On the teaching of writing


I sat down over the weekend to draft some notes for the writing class I’m teaching for Concord-Carlisle Adult and Community Education, which began last night. “I’ve taught writing here off and on for the past ten years,” I scribbled as I began working on an introduction.

Then I paused. Ten years? Was that right? I thought back and remembered the circumstances of my life when I started teaching: I had recently started a new job in Cambridge, which made it possible to commute to Concord in time for the class, and I was married but with no children.

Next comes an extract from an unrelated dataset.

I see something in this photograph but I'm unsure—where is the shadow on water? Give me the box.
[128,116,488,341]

Come to think of it, that was 1994.

I’ve been teaching this class for nearly 20 years? I mused. That didn’t sound right either. I didn’t start writing for the Boston Globe until 2005. I didn’t even write for the Concord Academy Magazine or any of my smaller clients until after 2000. In 1994, I wasn’t published anywhere but the Carlisle Mosquito

So what possibly gave me the idea to teach a writing class?

But the more I thought about it, the more the answer seemed obvious to me, just as it must have back then when I had the temerity to apply for a job as a writing instructor even though I wasn’t really much of a published writer.

I taught it because it was something I enjoyed.

In the almost twenty years since, my writing career has become fleshed out, even if I’m still not exactly on the short list for a Pulitzer Prize. I’ve become a weekly arts columnist and regular feature writer for the Globe; I contribute four alumni profiles per issue of the Concord Academy Magazine; I wrote the lead feature for the inaugural issue of a regional magazine called NorthBridge.

And yet the class I teach isn’t really about how to write for magazines and newspapers; even if it were, I’m not sure I’d have all that much insight to offer. The class is about writing just for the love of writing, and as I remembered the twenty-something-year-old me who taught that first session, I wonder if I’m any more qualified now than I was then. I’m no expert on writing, but I’m good at making it fun, because I have so much fun with it myself. People return to my class not because they receive such insightful critique from me but because every week we all have fun getting together to write.

Looking back, I think what actually gave me the temerity to teach writing when I was an unpublished, nonprofessional writer was something poet Natalie Goldberg says: If you want to get good at something, teach it.

Her words remind me of the maxim that medical students use regarding new procedures: Watch it once; do it once; teach it once. We learn through doing, but perhaps we also learn through leading.

I’m no expert on writing. I’m just an avid practitioner. If that’s enough to motivate the people who come to my class, then I’ve offered them the best I can give. Even though I have more publishing credits now than twenty years ago, I may not have much more wisdom to impart. I just really like writing, as much now as I did back then. And if all I can do is communicate that passion, it still somehow seems to be enough.